A federal judge in Cincinnati said Friday that he will soon rule that Ohio must recognize gay marriages performed in other states.
WVXU reporter Ann Thompson writes that Judge Timothy Black said he will issue that ruling on April 14. She adds that:
"Attorney Al Gerhardstein, representing plaintiffs in a lawsuit about birth certificates, amended his request to ask Black to declare aspects of Ohio's gay marriage ban unconstitutional.
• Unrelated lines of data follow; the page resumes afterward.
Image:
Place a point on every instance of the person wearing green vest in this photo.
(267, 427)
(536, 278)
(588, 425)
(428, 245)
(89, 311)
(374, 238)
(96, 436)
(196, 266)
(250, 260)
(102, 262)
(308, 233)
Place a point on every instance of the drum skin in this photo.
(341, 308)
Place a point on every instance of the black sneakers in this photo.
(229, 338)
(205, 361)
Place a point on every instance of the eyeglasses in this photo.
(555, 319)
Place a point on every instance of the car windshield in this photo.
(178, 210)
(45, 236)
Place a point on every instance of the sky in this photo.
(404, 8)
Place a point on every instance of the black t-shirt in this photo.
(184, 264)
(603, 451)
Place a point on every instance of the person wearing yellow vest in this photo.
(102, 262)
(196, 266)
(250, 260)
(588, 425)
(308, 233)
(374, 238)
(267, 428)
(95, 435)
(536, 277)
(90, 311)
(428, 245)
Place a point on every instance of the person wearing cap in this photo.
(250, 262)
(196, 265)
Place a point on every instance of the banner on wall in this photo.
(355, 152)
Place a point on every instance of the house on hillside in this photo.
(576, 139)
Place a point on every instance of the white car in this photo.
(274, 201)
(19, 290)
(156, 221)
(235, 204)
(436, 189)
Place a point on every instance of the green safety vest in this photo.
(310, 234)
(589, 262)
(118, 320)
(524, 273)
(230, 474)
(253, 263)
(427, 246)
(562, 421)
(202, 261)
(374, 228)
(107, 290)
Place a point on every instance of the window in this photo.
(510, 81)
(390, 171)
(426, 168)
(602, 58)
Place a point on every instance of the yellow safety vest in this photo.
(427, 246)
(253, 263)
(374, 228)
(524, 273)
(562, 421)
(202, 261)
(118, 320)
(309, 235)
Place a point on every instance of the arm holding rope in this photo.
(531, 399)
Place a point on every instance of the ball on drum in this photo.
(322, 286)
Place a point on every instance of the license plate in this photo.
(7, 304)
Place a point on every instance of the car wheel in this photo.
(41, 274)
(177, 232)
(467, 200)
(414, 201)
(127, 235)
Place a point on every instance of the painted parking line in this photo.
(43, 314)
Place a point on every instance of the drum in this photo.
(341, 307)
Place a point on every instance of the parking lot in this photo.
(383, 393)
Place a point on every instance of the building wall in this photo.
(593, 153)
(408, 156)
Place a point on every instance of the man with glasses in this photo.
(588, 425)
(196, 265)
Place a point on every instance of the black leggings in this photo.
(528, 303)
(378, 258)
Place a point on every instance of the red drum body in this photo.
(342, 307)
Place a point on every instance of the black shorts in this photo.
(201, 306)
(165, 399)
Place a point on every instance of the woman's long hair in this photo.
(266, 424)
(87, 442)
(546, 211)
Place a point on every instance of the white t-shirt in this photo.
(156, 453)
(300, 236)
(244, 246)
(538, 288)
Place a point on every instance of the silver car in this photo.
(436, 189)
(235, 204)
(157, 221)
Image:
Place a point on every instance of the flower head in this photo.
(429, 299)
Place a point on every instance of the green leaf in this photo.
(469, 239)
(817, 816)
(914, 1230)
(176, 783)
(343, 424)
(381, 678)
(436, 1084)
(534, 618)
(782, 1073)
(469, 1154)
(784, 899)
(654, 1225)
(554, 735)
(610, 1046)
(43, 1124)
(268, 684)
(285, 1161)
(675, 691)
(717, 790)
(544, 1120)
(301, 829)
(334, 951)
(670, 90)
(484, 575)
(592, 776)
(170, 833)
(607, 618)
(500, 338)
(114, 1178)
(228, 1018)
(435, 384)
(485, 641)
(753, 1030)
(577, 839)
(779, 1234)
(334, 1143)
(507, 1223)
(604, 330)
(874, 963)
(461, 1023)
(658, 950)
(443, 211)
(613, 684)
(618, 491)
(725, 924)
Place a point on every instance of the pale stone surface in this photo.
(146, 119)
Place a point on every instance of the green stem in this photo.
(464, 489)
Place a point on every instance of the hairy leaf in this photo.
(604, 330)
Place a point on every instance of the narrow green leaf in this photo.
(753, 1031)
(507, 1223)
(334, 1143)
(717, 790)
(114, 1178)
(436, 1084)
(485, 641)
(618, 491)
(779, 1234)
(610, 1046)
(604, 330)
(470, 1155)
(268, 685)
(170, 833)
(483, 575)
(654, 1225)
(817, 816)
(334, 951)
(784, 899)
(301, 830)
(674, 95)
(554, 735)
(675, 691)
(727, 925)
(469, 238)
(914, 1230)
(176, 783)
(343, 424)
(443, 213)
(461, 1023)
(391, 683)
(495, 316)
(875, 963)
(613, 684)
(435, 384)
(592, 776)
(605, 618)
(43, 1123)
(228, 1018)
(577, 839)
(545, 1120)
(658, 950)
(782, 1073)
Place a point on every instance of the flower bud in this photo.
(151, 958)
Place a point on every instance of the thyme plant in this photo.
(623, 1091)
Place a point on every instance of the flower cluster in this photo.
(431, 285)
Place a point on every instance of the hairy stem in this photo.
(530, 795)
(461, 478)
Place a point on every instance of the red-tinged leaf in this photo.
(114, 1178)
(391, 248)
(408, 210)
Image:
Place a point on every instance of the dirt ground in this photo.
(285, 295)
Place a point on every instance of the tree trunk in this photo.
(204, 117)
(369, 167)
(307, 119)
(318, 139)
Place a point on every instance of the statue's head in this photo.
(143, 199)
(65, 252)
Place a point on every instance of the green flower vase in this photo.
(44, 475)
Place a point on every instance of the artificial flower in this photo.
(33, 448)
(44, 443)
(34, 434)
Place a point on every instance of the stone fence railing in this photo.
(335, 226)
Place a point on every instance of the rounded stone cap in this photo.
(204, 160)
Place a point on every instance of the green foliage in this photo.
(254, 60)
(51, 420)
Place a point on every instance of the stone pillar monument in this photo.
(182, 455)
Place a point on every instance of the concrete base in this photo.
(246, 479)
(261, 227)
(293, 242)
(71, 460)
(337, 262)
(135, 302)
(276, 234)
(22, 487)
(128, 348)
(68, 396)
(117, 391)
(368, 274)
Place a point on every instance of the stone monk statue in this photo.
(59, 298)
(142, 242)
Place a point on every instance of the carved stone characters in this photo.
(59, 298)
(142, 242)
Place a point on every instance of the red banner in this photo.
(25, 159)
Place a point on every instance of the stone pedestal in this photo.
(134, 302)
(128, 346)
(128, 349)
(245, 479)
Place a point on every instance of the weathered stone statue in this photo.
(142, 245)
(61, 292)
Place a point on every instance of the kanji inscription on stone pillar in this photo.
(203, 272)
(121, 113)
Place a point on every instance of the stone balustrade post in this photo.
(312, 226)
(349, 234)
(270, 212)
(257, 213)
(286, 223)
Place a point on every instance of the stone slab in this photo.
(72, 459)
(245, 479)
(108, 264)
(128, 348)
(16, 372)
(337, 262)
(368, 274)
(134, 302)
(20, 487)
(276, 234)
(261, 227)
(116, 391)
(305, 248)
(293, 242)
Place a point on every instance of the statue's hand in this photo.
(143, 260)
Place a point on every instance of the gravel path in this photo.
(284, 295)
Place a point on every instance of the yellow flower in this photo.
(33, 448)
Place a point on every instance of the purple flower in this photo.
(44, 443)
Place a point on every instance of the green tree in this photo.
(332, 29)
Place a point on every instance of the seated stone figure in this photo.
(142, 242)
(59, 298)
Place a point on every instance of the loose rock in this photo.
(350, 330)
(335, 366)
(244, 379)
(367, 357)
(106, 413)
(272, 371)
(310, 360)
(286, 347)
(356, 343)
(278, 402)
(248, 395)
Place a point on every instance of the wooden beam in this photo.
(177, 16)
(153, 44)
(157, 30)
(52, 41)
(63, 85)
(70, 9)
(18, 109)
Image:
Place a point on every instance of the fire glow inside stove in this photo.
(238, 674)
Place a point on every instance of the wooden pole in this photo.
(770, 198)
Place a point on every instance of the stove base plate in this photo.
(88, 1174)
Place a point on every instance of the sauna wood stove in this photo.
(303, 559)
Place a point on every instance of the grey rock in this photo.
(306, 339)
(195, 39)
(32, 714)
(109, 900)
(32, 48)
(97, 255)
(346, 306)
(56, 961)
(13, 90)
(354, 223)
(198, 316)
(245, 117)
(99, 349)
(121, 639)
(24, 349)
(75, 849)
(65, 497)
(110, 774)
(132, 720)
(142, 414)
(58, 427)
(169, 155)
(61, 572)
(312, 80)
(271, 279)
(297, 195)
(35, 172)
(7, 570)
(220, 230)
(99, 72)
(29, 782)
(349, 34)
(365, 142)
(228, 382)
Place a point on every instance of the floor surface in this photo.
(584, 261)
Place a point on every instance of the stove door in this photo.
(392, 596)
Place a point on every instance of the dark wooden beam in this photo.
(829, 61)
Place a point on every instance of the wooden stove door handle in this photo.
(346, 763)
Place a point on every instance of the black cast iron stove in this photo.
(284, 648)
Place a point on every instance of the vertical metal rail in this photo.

In federal court Friday morning, the judge said he would do that."
The Columbus Dispatch reports that Black's ruling "does not directly impact Ohio's 2004 constitutional amendment limiting marriage to one man and one woman." But the greater legal impact is unclear, partly because he has not issued a written opinion.
Ohio Attorney Gen. Mike DeWine tells WVXU he will appeal such a decision.
Some background on the case, also from WVXU:
"Three Cincinnati lesbian couples will ... try to force Ohio to recognize their out-of-state marriages, by demanding the state put their names on the birth certificates of their children. Their babies are due in June at Cincinnati hospitals.
"Plaintiffs also include a same-sex couple married and living in New York. They adopted a baby born in Ohio and want an order requiring Ohio to honor their New York adoption decree by placing both of their names on their son's birth certificate."
If Judge Black follows through and does strike parts of the ban approved by Ohio voters in 2004, his will join a growing list of similar decisions by federal judges across the nation. Some of our related posts about those cases:
Eventually, legal analysts say, the issue is going to make its way to the U.S. Supreme Court. "And that's where it could ultimately be decided," DeWine tells WVXU.
Update at 3:23 p.m. ET. Misinterpretation:
Earlier reports by the AP and WVXU interpreted Black's comments as a sign he would strike down the ban entirely. According to The Columbus Dispatch, that is not the case. Instead, he will require Ohio to recognize gay marriages performed in states where it's legal.
Here what the plaintiff's attorney Al Gerhardstein told WVXU:
"This case will not say that people have a right to be married to same-sex partners in Ohio, but the precedent is getting stronger and stronger to the point where maybe that relief will come next."
We've posted a correction at the top of this post and also changed the body to reflect it.